Greg Zimmerman blogs about contemporary literary fiction at The New Dork Review of Books and holds down a full-time gig as a trade magazine editor. Follow him on Twitter: @NewDorkReview.

There’s a rather interesting book-related controversy brewing here in the Windy City: A high school guidance counselor and girls’ basketball coach named Bryan Craig self-published a racy, tasteless book titled It’s Her Fault. The book, as Craig explains in the Foreward, is supposed to “give women a road map to having the upper hand in a relationship with men.” Craig — who is married — is frustrated with women. And he wants to use his powers of counseling to help, because “What I have found is women act based on emotion alone instead of emotion plus intellect.” Duh, right?

As stupid as that is, though, it’s the parts about how women should give oral sex and why having sex with Latin girls without a condom is about the same as having sex with white or dark-skinned girls without a condom that got Craig fired from his guidance counselor job (he’d previously resigned on his own as the girl’s basketball coach). The Rich Township High School District 227 board voted 6-0 to can him, explaining that his “conduct in this matter fell far short of our expectations.”

Now, claiming his First Amendment rights were violated, he’s suing the district for $1 million “to compensate him for the injuries he suffered.” No question, Craig, who bounces at a strip club in his spare time, is guilty of enormous douche-baggery, but is the stupid book that he wrote in his own spare time a fireable offense?

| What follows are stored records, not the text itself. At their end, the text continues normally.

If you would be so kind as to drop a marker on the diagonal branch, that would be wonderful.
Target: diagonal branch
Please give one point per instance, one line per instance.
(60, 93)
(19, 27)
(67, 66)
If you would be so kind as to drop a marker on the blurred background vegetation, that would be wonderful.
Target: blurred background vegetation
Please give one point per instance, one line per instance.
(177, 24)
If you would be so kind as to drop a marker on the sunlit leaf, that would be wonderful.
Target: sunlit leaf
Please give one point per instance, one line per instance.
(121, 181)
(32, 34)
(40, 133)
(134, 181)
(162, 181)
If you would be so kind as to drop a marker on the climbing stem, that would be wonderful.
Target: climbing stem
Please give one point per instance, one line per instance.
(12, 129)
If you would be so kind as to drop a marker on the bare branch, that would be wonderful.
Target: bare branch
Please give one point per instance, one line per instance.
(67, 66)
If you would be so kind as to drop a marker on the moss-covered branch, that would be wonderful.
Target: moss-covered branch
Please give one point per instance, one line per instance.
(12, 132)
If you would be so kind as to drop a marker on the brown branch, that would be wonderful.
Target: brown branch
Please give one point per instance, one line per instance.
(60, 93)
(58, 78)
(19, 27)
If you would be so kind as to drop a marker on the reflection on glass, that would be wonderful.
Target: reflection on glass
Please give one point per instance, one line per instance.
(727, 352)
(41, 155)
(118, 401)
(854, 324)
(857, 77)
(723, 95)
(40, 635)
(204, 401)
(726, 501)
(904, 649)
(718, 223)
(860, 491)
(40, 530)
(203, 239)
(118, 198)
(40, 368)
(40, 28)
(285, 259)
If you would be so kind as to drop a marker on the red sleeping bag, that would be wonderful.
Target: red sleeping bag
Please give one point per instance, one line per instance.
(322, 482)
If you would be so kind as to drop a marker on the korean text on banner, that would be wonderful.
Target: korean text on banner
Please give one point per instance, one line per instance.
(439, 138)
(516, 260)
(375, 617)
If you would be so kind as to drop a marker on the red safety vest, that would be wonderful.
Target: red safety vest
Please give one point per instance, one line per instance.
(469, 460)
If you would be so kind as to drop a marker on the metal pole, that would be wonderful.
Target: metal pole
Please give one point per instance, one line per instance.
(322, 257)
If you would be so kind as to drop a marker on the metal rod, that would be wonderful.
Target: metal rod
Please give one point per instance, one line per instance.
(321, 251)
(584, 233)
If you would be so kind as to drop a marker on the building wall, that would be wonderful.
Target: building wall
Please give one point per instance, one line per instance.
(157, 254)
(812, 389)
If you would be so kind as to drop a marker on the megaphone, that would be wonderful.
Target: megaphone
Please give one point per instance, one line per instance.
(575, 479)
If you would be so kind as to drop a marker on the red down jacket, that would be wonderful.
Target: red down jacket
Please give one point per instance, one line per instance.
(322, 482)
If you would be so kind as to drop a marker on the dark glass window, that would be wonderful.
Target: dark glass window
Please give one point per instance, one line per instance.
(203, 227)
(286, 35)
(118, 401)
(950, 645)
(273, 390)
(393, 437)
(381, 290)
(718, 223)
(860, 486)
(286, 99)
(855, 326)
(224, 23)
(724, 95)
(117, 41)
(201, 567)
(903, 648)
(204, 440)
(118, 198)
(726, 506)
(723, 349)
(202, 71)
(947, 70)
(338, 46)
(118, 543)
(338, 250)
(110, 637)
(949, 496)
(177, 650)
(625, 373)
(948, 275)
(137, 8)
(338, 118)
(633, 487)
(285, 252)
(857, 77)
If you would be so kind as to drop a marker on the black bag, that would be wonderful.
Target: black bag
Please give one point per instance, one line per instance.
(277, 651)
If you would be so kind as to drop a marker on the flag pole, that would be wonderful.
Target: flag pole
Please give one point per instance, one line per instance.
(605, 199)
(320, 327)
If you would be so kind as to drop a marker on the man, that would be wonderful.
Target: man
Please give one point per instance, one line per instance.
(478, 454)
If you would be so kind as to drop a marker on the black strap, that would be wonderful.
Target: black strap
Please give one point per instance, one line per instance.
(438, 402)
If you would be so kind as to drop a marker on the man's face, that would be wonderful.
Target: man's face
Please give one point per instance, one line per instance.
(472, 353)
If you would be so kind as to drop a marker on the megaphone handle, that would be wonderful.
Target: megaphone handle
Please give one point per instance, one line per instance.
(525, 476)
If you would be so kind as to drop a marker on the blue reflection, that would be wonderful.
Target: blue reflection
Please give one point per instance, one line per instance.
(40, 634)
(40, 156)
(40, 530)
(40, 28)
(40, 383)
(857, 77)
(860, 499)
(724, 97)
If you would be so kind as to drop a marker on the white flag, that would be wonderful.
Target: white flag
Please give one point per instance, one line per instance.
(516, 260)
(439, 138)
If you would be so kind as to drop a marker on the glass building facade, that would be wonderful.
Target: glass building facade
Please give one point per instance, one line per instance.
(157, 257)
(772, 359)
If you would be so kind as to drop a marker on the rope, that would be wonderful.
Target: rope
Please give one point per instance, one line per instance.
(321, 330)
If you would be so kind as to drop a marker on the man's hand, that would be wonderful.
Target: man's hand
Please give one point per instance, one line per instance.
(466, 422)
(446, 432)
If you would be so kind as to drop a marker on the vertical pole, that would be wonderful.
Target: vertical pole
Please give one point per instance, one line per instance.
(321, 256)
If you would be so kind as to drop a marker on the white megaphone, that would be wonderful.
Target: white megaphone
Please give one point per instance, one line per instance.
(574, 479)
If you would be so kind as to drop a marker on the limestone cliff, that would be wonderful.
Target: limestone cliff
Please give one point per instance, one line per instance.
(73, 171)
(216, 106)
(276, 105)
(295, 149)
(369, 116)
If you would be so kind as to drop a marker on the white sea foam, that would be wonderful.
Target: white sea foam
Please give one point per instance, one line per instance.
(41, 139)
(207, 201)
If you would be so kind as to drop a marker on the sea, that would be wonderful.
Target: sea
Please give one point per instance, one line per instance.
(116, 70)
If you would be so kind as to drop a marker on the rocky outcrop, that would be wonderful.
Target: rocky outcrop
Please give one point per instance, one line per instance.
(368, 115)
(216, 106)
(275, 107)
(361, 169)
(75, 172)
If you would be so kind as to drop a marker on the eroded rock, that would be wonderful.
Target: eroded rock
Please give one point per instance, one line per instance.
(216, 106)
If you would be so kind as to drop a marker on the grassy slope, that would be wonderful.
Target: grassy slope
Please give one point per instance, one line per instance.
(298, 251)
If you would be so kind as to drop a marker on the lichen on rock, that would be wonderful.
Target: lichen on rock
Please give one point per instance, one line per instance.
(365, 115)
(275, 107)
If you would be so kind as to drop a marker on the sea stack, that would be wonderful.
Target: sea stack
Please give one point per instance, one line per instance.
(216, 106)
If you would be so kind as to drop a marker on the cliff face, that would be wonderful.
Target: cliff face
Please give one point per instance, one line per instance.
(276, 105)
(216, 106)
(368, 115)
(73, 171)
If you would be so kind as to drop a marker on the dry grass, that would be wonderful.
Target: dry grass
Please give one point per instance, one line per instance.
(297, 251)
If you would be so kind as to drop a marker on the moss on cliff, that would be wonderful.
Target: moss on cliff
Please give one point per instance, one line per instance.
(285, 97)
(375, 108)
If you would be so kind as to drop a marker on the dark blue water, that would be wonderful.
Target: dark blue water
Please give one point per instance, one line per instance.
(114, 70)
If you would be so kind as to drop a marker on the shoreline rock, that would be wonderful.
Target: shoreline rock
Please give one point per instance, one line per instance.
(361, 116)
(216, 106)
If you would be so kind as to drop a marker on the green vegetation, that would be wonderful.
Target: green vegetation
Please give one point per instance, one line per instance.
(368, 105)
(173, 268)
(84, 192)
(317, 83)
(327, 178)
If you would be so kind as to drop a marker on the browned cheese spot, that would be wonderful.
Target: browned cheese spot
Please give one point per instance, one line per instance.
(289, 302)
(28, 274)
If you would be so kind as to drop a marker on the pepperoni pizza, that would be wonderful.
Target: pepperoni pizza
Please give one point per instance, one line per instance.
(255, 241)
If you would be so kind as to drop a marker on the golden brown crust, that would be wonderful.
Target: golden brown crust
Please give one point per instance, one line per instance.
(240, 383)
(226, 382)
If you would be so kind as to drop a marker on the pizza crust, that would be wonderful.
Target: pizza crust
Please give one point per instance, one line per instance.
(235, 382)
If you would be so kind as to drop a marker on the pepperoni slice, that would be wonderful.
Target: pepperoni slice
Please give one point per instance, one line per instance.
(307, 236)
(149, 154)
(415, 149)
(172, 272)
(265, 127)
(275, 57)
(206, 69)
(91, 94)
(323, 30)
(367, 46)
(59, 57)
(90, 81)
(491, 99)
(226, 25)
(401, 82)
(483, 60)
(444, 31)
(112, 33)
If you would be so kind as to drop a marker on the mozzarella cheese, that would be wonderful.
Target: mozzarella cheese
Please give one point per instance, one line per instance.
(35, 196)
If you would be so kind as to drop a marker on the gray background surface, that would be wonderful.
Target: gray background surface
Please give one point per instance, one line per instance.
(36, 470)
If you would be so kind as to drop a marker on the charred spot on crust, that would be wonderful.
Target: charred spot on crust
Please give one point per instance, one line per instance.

According to The Chicago Tribune, Craig says the book was not part of his official duties and therefore shouldn’t be used against him. But that’s not true, is it? His decision to write and publish this book actually IS directly related to his job as a counselor and coach to young women. The book negatively affects his ability to do that job vis-à-vis the respect and trust of his students and their parents. It’s his First Amendment right to publish the book. It’s not his right to have a job mentoring young people while that steaming turd is in the world.

Would you want your daughter counseled by a guy who says that women with low self-esteem are the “easiest kill”? Just as that Facebook photo of you passed out in your own vomit from Spring Break 2004 may be a reason not to hire you, so too can Craig’s discussion of how the vaginas of different races vary be a reason to fire him.

But is there a line? As another (much less sordid) example, on an episode of Mad Men this last season, ad account man Ken Cosgrove, an aspiring fiction writer, was told by his boss, the inimitable Roger Stirling, in no uncertain terms to stop writing fiction (even if under a pseudonym), or he’d be fired. His fiction wasn’t racy, wasn’t preventing him from doing his job, and really had nothing to do with his job. That is probably too extreme the other way, right?

At the very minimum, I think we’d have to agree that, like in Craig’s case, the baseline should be whether what you publish affects your ability to do your job or how you’re perceived at that job. You can write and publish whatever you want — that is, indeed, your first amendment right. But if you’re wondering if something you’ve written has crossed the line, you can always apply the one, immutable rule in life: “When in doubt, don’t be a douche.” Craig certainly failed that test.

What do you think? Are there other cases you’ve heard where someone was fired for a book or other piece of writing (not counting internet message boards, article comments, trolling, etc.) they published? Should there be a line in regards to what you can publish on the side?